HOME is a powerful song from the perspective of a person lost in the urban areas, as many of us Native’s find ourselves in living to survive in the 21st century.
The chorus is sung by Lihn Renkin in which she says “Home, I’m just trying to find my way home”. Lihn is a gifted vocalist, pianist and violinist. She offers an incredible sample of her vocal range on the outro of the song.
“We seen the world turn, our waters being burned, our mother being torn, industrial revolution. Steps forward or steps backwards? How we not listening to our elders, just cuz they don’t have a Masters (degree), who we fooling?, this living in excess and consuming, over population, pollution…” this is one of my favorite lines in the song because it came from an actual conversation I had with an elder,
Sunny Dooley, a Navajo elder and story teller shared her thoughts of her disappointment of the invalidating of knowledge of our elders because of their lack of western education. This she shared at the 2nd Elders Gathering I was honored to help facilitate at the banks of the Colorado River inside the Grand Canyon in May of 2010.

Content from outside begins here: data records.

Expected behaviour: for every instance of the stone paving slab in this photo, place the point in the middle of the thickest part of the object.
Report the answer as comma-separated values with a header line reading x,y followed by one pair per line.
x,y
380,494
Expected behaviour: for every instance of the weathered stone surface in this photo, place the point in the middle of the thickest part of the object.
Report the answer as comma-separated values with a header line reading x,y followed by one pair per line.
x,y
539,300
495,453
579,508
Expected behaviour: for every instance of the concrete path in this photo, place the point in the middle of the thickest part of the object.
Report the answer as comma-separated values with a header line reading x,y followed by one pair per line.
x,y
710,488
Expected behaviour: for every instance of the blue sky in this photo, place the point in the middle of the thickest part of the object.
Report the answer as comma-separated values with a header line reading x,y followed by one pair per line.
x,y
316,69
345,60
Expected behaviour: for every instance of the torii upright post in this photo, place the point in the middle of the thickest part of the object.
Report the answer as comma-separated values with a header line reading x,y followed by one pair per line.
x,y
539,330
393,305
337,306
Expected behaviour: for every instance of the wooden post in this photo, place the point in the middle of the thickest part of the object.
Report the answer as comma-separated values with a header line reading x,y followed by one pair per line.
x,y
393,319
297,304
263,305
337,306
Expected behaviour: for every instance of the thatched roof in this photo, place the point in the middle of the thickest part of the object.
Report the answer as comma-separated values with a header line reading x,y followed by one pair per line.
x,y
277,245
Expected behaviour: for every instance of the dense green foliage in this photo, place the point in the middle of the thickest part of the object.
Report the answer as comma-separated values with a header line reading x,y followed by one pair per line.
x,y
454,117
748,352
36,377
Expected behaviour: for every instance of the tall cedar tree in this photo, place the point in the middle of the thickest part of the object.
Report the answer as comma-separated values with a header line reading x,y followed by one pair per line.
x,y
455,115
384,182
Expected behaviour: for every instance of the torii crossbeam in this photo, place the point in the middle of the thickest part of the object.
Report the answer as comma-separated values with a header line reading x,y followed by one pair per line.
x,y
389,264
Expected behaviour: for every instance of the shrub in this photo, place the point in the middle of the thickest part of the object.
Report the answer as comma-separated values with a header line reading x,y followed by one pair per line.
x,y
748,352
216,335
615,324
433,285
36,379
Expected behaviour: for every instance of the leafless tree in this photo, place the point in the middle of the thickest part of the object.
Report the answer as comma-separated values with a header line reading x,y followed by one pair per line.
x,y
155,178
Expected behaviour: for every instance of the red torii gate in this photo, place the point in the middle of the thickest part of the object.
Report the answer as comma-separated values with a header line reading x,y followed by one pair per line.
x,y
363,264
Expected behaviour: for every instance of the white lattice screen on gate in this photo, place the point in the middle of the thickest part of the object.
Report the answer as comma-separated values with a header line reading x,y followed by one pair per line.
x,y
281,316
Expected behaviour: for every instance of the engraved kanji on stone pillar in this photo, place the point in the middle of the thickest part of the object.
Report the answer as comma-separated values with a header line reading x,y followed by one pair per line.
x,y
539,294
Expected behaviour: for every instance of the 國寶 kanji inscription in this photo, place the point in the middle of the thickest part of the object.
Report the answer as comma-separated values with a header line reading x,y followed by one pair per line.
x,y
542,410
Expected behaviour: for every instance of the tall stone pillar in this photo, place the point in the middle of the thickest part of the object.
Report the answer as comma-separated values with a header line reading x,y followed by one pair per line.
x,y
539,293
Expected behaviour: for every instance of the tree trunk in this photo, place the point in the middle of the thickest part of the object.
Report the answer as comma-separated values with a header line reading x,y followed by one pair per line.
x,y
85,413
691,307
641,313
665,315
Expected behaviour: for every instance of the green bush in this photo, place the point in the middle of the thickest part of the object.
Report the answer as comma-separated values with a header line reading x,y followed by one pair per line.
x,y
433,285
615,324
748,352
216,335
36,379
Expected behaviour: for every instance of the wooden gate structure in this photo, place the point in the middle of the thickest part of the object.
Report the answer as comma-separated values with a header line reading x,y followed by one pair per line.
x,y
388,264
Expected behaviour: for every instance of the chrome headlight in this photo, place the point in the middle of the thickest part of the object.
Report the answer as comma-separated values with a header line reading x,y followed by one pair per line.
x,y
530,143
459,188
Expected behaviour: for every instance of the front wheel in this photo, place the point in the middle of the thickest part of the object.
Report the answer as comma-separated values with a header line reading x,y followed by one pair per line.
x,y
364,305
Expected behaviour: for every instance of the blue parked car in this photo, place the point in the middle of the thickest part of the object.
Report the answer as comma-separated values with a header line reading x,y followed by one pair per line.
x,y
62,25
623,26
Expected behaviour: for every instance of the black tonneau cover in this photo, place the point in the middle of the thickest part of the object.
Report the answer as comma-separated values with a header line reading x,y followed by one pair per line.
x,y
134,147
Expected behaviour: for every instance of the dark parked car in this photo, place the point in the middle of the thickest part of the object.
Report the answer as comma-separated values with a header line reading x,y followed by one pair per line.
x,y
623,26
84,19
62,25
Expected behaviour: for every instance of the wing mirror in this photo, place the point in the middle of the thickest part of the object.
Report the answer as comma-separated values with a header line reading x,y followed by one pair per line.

Sunny had said that “there are grandma’s out here that have an enormous wealth of knowledge to heal the world, yet their words are invalidated because they don’t have a Master’s degree, shortly after I wrote this song with those words in mind.
Also the part of the waters being burn is from a video I had seen of a river in the Midwest that was so polluted that it caught on fire in the early 90’s. Also touched on the of the wars that are tearing our world apart and the destruction happening from strip mining that is leaving our mother torn, our mother the Earth. I'm really questioning whether progress are steps forward for mankind or not?
This song is a longing for the feeling of what it would have been like in yesteryear without the modern technologies and the modern social ills. Also a longing to return home on the reservation where my heart and soul is, yet like many Natives of today I’m stuck in the city to be able to pursue a living, for now.
In the second verse I say “we come from a place where sisters are mother and mothers are fathers, we need to be raising our own sons and daughter”. This is a look at a ill that is all too common in communities on color not only in Native communities of the situations where sisters are raising their nieces and nephew and mothers are both mother and father to their children.
“Disconnect and reconnect, disrespect and re-respect” I finish the song with words of hope and in those words share the guidance that has been given to me in these trying times.